Software container technologies, such as Docker, allow researchers to create lightweight virtual machines into which they can install software, configuration, and small data files. The resulting images can be shared across a variety of cloud or local computing platforms. Such “Dockerized” algorithms can be “moved” to the data (i.e., uploaded in the same computer system containing the data) in contrast to the traditional format of “moving data” to modelers (i.e., modelers download data to their computational space, which could be onerous when datasets are massive). One advantage to this framework are that it facilitates the use of protected, proprietary, and very large datasets — with vastly reduced data-transfer, improved data security, and reduction of administrative and IRB overhead. Another advantage is the creation of a library of well-annotated algorithms with consistent input and output parameters for community use.

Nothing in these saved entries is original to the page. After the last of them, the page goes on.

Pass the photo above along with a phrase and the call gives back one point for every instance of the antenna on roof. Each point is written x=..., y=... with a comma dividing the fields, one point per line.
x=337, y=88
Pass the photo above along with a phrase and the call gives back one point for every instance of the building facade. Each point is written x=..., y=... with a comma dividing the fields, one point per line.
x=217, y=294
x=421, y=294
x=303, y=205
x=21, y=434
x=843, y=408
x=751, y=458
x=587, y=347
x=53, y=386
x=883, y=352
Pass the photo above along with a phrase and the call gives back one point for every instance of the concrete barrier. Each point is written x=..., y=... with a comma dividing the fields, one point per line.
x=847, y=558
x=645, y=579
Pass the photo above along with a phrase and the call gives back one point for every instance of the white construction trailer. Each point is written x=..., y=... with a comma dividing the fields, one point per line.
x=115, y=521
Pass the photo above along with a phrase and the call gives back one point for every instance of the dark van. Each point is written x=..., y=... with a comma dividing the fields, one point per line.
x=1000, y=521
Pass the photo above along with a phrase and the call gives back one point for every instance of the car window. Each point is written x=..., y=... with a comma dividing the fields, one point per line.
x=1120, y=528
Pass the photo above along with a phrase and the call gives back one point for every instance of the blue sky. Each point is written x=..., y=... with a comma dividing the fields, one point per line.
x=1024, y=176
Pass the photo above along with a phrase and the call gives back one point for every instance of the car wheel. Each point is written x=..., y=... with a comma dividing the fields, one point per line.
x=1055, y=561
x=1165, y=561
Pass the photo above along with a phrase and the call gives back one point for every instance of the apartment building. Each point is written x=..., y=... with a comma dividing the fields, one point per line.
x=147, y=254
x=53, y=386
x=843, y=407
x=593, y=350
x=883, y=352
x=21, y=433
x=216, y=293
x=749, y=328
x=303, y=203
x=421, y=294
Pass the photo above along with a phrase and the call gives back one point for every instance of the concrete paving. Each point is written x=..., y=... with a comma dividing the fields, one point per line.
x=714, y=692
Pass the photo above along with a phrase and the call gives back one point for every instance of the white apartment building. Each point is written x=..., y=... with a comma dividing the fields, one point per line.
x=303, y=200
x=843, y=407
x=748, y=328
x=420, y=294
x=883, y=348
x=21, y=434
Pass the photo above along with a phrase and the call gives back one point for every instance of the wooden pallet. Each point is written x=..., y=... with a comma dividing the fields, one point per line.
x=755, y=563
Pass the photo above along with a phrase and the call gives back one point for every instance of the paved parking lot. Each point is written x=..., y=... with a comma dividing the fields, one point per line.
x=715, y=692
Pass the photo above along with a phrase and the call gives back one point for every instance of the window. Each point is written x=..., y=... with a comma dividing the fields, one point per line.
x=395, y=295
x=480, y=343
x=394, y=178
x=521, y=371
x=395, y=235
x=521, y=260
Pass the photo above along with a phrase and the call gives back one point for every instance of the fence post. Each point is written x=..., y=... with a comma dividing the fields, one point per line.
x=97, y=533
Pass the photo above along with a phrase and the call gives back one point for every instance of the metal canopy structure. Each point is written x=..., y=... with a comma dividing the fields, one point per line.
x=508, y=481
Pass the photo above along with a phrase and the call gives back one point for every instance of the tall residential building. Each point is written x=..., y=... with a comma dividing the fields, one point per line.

While container technologies provide a reliable and interoperable way to move models across computational environments, orchestration of large numbers of containers and distributed data assets requires significant engineering overhead. Workflow execution systems orchestrate one or more asynchronous tasks, linked by dependency relationships. Managing container execution through hardened workflow systems (e.g., Toil, FireCloud/Cromwell, Galaxy) offers several benefits: (i) Scalability: built-in support for resource provisioning, distributed task execution, autoscaling, and utilization of different backends for scheduling and load balancing; (ii) Portability: coordination of dependencies and data among containerized steps for reproducible computing across environments; (iii) Reentrancy: the ability of a program to continue where it left off if interrupted through sophisticated caching mechanisms and failure/recovery logic.